One of the biggest events we ever pulled off — that represents so much of what the Party stood for — was a massive grocery giveaway in 1972. We gave away 10,000 free bags of groceries in East Oakland. It required big-time coordination to feed that many mouths. We needed 10,000 bags, 10,000 chickens, and 10,000 other items to go into each of those bags. I was part of a delegation that rented three refrigerated trucks and went to a farm in Livingston, California, to pick up the chickens.
Not only were we giving away 10,000 free bags of groceries with a chicken in every bag, we were also doing sickle cell anemia testing. We must have tested 12,000 people over a three-day period. And we registered people to vote while they were there. At one time we held a record in California, for the most people registered to vote in one day.
I remember a lot of hard work from those days. I remember a lot of young people and a lot of volunteers coming out to help. We always finished the day with smiles on our faces, knowing we had done something that day to make the situation better for our community. And there’s no better feeling in the world than that.
The Black Panther Party was at the vanguard, teaching by example, showing people what to do, and how to do it. We were trying to educate people, so they could grasp power, and so that they could do the things they needed in their communities. Now, the Black Lives Matter movement is pushing the envelope further. We’re in a very rare time, a special time, and there’s never been a time like this before.
I tell young people today, I understand what you’re saying about the police. But the police take cues from politicians and businesses, and there are other places we should be focusing our energy, too. The police are people we see everyday, but we also want to get at why we have food deserts in the community, and why we have to travel so far to get to a grocery store.
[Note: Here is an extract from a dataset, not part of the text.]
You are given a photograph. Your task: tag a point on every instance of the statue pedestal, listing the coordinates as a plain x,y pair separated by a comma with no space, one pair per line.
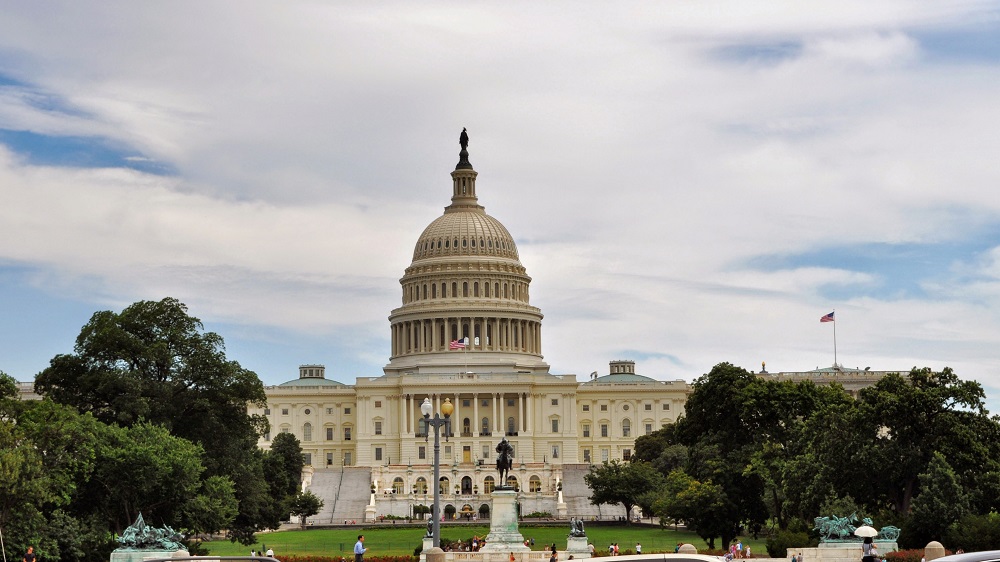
504,536
121,555
578,547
When people get information, they can digest it and come up with new ideas. If the true story of the Black Panther Party is told, people are going to have a true idea of what the party was really about. It’s my job to put that information out there, to let everyone know that the Party was more than berets and leather jackets. It was more than shootouts with police. It was hard community work. People lost their lives, people died. Families were broken up. This was serious stuff. It’s important to me that the legacy lives on so the next generation can build on what we started.
We talked about police brutality, now everybody knows it’s happening. We talked about the breakfast program, now public schools across America have breakfast programs. And the coronavirus shows you how important that breakfast program was: Even though the schools are closed, children are still showing up and relying on those breakfast programs every day. That’s why history is so important.